I am among the majority of physicians who detest the electronic health record, but I admit that each one I have used has had a valuable but (at least in my hands) woefully underutilized feature. With a brief search for diabetes, the program developers have included many one-page guides for contingency situations. The level of sophistication varies. I've yet to see one that reminds patients that they can get certain insulins without a prescription if they run out unexpectedly, but most deal with sick days or injection site reactions, which are often very practical topics.

These guides seem to be placed in an inconvenient area, off to the side of the program, out of the mainstream of the office encounter work flow. Moreover, they come bundled with other disease-related education summaries that would fall more into the category of disease familiarity than crisis survival skills. This may be one area where a computerized nudge to the treating provider could make a difference. Perhaps when we click the box that says "hypoglycemia," we can be automatically directed to the brochure on this to print it for the patient, particularly if they have mismanaged the condition on their own.

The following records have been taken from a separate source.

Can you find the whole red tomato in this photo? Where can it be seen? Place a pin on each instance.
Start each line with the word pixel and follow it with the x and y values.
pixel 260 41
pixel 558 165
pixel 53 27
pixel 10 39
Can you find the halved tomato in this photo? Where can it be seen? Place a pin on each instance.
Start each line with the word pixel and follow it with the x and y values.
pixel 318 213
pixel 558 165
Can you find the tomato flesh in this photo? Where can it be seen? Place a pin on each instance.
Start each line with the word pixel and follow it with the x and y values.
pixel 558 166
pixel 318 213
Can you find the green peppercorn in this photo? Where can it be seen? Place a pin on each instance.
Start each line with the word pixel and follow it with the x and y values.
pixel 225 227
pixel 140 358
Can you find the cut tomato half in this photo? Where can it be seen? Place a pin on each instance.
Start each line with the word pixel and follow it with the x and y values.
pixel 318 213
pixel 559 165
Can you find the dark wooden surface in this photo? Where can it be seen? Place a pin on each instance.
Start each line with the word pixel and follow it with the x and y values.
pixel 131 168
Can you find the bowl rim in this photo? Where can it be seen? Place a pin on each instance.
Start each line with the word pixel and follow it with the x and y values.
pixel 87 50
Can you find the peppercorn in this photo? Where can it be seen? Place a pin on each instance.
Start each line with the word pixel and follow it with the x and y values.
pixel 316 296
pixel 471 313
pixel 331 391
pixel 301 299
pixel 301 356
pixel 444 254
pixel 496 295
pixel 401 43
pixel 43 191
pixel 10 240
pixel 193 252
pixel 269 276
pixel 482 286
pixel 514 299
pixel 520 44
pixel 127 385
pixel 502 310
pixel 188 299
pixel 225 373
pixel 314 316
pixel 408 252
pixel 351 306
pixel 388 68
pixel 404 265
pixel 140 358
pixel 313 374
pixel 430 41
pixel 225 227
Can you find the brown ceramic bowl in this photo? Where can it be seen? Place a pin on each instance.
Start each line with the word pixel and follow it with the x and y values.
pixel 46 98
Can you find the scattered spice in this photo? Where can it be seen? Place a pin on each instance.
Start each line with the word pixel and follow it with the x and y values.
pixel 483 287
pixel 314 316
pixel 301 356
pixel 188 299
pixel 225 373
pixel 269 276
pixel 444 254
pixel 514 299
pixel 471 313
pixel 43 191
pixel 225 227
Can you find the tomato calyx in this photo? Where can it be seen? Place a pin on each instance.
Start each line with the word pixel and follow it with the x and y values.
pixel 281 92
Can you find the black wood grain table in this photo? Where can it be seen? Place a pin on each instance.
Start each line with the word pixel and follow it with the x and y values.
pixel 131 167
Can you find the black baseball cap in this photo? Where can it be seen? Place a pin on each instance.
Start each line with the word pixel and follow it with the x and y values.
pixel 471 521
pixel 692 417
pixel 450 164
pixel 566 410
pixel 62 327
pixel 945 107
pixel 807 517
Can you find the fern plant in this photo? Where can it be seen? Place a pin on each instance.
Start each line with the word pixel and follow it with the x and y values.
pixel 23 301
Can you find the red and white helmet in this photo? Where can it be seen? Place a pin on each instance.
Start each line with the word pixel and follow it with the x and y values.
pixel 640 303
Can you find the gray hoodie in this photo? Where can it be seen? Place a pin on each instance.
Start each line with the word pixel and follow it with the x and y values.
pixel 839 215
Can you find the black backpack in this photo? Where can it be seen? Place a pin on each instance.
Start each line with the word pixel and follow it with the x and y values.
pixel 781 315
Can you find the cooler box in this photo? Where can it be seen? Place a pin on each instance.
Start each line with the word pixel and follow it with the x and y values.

We have the ability to address most problems that arise. What we don't seem to have, like the Instant Pot, is a coherent contingency list that is readily retrievable. This may be one opportunity to bring our contentious electronic health record systems closer to their true potential without irritating already skeptical users by automating some of the nudges that we need to redirect our attention to what may be needed most.

Richard M. Plotzker, MD, is a retired endocrinologist with 40 years of experience treating patients in both the private practice and hospital settings. He has been a Medscape contributor since 2012.